5. Withdraw From Your RRSP Before 65
Suppose you have periods with low taxable income before you turn 65 and think your retirement income will still be higher than the OAS threshold amount after retirement. In that case, you may withdraw some of your money from the RRSP accounts.
Registered Retirement Savings Plan (RRSP) only defers taxes. At some point, you will have to pay those taxes when you want to withdraw.
Taking your money from the RRSP account now could lower your income when you start collecting your OAS benefit and may help to maximise the OAS benefit you qualify for.
This strategy is very tricky and should only be applied after professional advice. But if you are confident that this strategy is worth it for you, then you may withdraw part of your RRSP before starting OAS, and you can put the money into a TFSA to continue growing tax-free.
Related: Withholding Tax RRSP: How to Avoid Withdrawal Taxes (2024)
6. Leverage Your Investing
Borrowing your money out to investors to deduct the interest can be another strategy.
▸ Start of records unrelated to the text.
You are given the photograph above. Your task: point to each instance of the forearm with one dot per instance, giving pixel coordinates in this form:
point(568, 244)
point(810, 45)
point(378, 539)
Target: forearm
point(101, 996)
It significantly reduces your net income, but leveraging comes with risk. Be careful.
Related: Best Ways to Invest Money in Canada For 2024
7. Use the Younger Spouse’s Age for RRIF
If you are 71 years of age and your spouse is way younger than you, you can use your spouse’s age to calculate your minimum RRIF payments. It lowers your net income and reduces your mandatory annual withdrawal requirements.
8. Contribute to Your RRSP After Retirement
Until you are 71, you can still contribute to your RRSP account if some contribution room is available. This strategy could benefit you if your income is higher at 65 to 70 years. Contributing to your RRSP can lower your net income for OAS calculations.
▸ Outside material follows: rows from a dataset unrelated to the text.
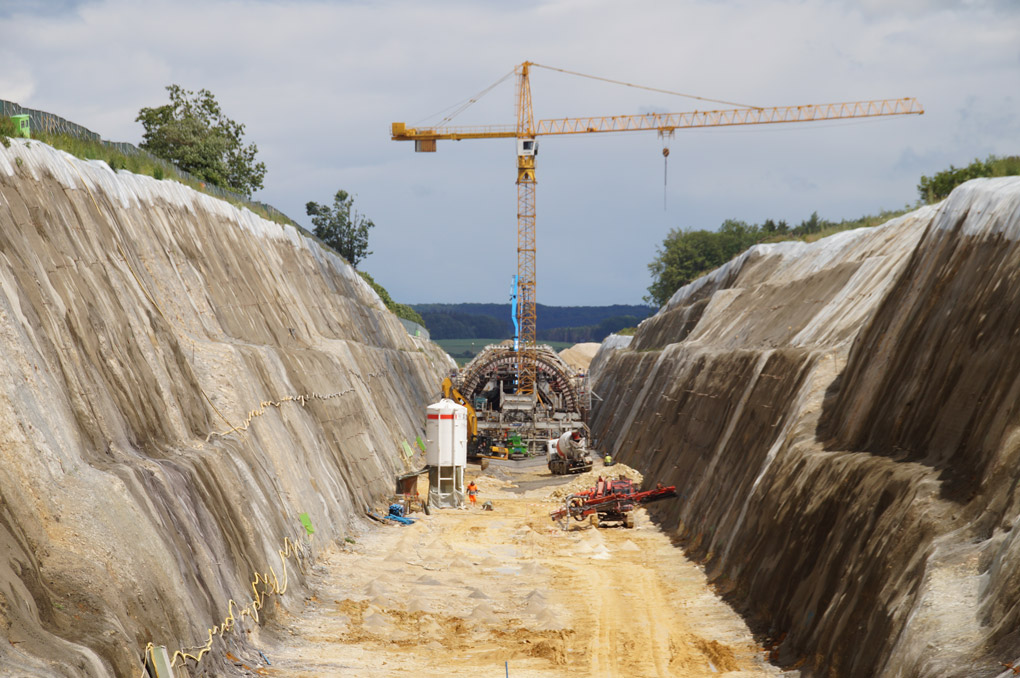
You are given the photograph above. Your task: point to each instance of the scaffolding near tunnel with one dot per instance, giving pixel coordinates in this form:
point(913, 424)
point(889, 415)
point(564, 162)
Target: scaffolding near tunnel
point(515, 424)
9. Evaluate The Income in Your Non-registered Account
Interests from GICs and some other savings are fully taxable. Be mindful of investing in interest-only investments. A considerable percentage of the income will be included in your income calculation and could take you over the OAS threshold.
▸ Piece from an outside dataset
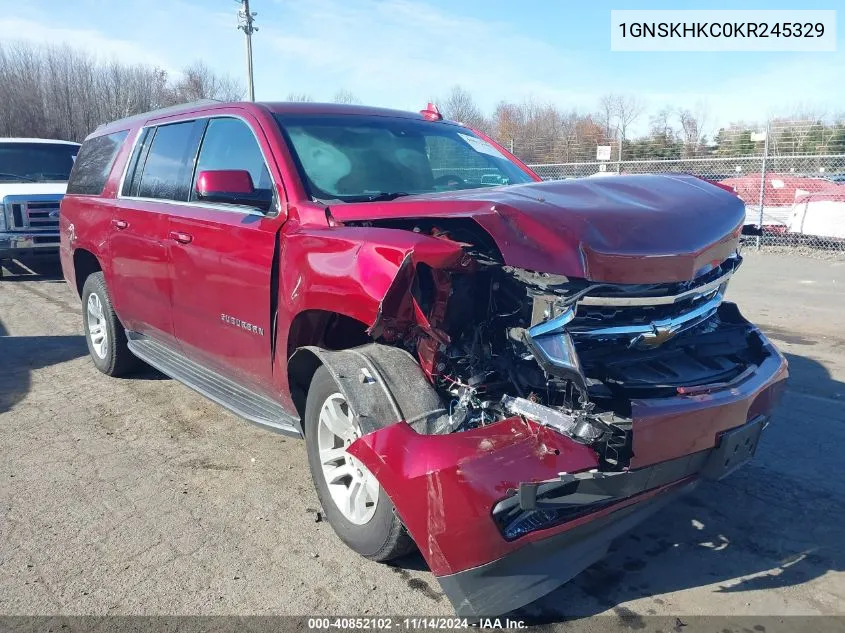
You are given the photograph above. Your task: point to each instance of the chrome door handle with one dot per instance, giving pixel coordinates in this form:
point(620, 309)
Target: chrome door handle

10. Plan Large Capital Sales (Cottage, Vacation Home, Stocks, etc.)
Selling your significant capital assets is another approach to avoiding OAS clawbacks. Capital assets may include a cottage, a vacation home, or stocks. If sold after OAS has begun, this may result in more OAS clawbacks that could have been avoided.
When a sale triggers capital gains, it will increase the taxable income by half of the capital gain (this 50% is called the inclusion rate).
If OAS payments have started and income is above the clawback threshold, this rise in taxable income will also trigger OAS clawbacks.
Final Thoughts on OAS Clawback 2024
Your OAS benefit is free money from the Canadian government, so receiving it without worrying about OAS clawbacks would be great.
If you are looking for ways to reduce your taxable income after age 65 to come under the OAS threshold, the strategies in this article are a good start for you.
However, no two situations are the same; therefore, these strategies are not meant to be a one-size-fits-all solution. Don’t make any move without consulting a tax professional.
FAQs on OAS Clawback 2024
What is the threshold of OAS Clawback?
The current income threshold for OAS clawback is $81,761 for the 2022 income year.
Can you lose your OAS?
Yes. When your income exceeds $134,626, you may lose your OAS benefits.
Does income splitting affect OAS clawback?
Yes. Depending on the income level of your spouse, income splitting could decrease your OAS clawback, or it could, in fact, increase your OAS clawback.
When did OAS clawback start?
OAS clawback, or the repayment of OAS benefits, began in 1989.